You are viewing a plain text version of this content. The canonical link for it is here.
Posted to dev@spark.apache.org by Marcin Tustin <mt...@handybook.com> on 2016/04/13 15:15:31 UTC

Should localProperties be inheritable? Should we change that or document it?

*Tl;dr: *SparkContext.setLocalProperty is implemented with
InheritableThreadLocal.
This has unexpected consequences, not least because the method
documentation doesn't say anything about it:

https://github.com/apache/spark/blob/master/core/src/main/scala/org/apache/spark/SparkContext.scala#L605

I'd like to propose that we do one of: (1) document explicitly that these
properties are inheritable; (2) stop them being inheritable; or (3)
introduce the option to set these in a non-inheritable way.

*Motivation: *This started with me investigating a last vestige of the
leaking spark.sql.execution.id issue in Spark 1.5.2 (it's not reproducible
under controlled conditions, and given the many and excellent fixes on this
issue it's completely mysterious that this hangs around; the bug itself is
largely beside the point).

The specific contribution that inheritable localProperties makes to this
problem is that if a localProperty like spark.sql.execution.id leaks (i.e.
remains set when it shouldn't) because those properties are inherited by
spawned threads, that pollution affects all subsequently spawned threads.

This doesn't sound like a big deal - why would worker threads be spawning
other threads?
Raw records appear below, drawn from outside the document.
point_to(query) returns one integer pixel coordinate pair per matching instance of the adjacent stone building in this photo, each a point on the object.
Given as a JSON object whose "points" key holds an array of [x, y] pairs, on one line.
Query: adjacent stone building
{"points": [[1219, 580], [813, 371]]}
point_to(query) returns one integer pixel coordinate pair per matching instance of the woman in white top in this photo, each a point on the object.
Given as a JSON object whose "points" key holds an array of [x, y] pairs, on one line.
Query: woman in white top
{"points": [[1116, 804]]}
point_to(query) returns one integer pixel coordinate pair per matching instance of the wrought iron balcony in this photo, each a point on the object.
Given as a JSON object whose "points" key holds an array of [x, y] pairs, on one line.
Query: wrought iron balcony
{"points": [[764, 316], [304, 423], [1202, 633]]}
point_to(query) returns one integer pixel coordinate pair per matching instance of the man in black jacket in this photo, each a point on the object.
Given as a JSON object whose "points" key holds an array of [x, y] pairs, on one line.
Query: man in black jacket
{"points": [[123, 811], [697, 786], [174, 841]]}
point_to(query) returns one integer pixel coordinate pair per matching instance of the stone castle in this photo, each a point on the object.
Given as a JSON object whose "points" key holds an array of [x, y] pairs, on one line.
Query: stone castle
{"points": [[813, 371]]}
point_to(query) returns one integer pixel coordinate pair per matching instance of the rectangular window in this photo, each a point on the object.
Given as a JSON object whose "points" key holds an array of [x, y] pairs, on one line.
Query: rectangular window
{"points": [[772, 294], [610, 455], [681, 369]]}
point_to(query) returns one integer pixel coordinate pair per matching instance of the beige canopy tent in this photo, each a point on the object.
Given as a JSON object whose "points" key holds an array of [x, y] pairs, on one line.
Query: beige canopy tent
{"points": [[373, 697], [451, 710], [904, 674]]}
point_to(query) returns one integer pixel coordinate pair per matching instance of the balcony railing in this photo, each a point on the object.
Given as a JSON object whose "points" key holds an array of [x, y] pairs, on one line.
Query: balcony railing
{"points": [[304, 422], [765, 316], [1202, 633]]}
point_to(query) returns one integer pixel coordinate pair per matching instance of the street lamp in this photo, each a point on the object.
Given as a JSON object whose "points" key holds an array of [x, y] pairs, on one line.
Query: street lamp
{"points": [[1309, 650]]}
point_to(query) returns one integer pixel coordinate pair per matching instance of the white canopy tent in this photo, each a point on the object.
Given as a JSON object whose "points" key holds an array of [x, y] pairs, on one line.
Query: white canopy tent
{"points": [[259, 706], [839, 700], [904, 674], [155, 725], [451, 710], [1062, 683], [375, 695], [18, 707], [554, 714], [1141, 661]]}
It turns out that Java's ThreadPoolExecutor has worker
threads spawn other worker threads (it has no master dispatcher thread; the
workers themselves run all the housekeeping). JavaDoc here:
https://docs.oracle.com/javase/7/docs/api/java/util/concurrent/ThreadPoolExecutor.html
and source code here:
http://grepcode.com/file/repository.grepcode.com/java/root/jdk/openjdk/8u40-b25/java/util/concurrent/ThreadPoolExecutor.java#ThreadPoolExecutor

Accordingly, if using Scala Futures and any kind of thread pool that comes
built-in with Java, it's impossible to avoid localproperties propagating
haphazardly to different threads. For localProperties explicitly set by
user code this isn't nice, and requires work arounds like explicitly
clearing known properties at the start of every future, or in a
beforeExecute hook on the threadpool. For leaky properties the work around
is pretty much the same: defensively clear them in the threadpool.

*Options:*
(0) Do nothing at all. Unattractive, because documenting this would still
be better;
(1) Update the scaladoc to explicitly say that localProperties are
inherited by spawned threads and note that caution should be exercised with
thread pools.
(2) Switch to using ordinary, non-inheritable thread locals. I assume this
would break something for somebody, but if not, this would be my preferred
option. Also a very simple change to implement if no-one is relying on
property inheritance.
(3) Introduce a second localProperty facility which is not inherited. This
would not break any existing code, and should not be too hard to implement.
localProperties which need cleanup could be migrated to using this
non-inheritable facility, helping to limit the impact of failing to clean
up.
The way I envisage this working is that non-inheritable localProperties
would be checked first, then inheritable, then global properties.

*Actions:*
I'm happy to do the coding and open such Jira tickets as desirable or
necessary. Before I do any of that, I'd like to know if there's any support
for this, and ideally secure a committer who can help shepherd this change
through.

Marcin Tustin

-- 
Want to work at Handy? Check out our culture deck and open roles 
<http://www.handy.com/careers>
Latest news <http://www.handy.com/press> at Handy
Handy just raised $50m 
<http://venturebeat.com/2015/11/02/on-demand-home-service-handy-raises-50m-in-round-led-by-fidelity/> led 
by Fidelity


Re: Should localProperties be inheritable? Should we change that or document it?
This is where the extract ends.